P1.47 Monitoring middle and upper tropospheric humidity from satellite microwave sensors: Applications for tropical cyclone studies and climate monitoring

Tuesday, 17 April 2012
Heritage Ballroom (Sawgrass Marriott)
Eui-Seok Chung, Univ. of Miami/RSMAS, Miami, FL; and B. J. Soden and V. O. John

Mid-tropospheric humidity is widely recognized to be an important variable in determining the development and intensification of tropical cyclones. However a clear understanding of its role is limited, in part, by the lack of observations with sufficient coverage and accuracy to adequately quantify the concentrations of water vapor in the mid-troposphere. In-situ measurements offer limited coverage and global assimilation products of free tropospheric humidity are notoriously unreliable. Fortunately, the water vapor channels located at 183.31±1 GHz and 183.31±3 GHz are sensitive to upper and middle tropospheric relative humidity and much less prone to the clear-sky sampling bias than infrared sensors, making them a valuable source of information on free tropospheric water vapor.

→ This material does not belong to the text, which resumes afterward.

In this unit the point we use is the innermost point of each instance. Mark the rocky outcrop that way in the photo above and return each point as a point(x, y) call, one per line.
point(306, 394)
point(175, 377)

To make 183 GHz water vapor channel measurements more suitable for both diagnostics studies of tropical cyclone development and long-term climate monitoring, we identify biases and spurious trends in the measurements and document necessary correction procedures. A limb correction method removes the scan angle dependence of the cloud-filtered radiances. Biases due to the difference in local observation time between satellites and spurious trends associated with satellite orbital drift are then diagnosed and adjusted using synthetic radiances from reanalysis products. These correction procedures significantly improve the consistency and quantitative agreement between microwave satellite records of upper and middle tropospheric water vapor. Applications of these products to the analysis of tropical cyclone development and long-term monitoring of the tropics will be presented at the conference.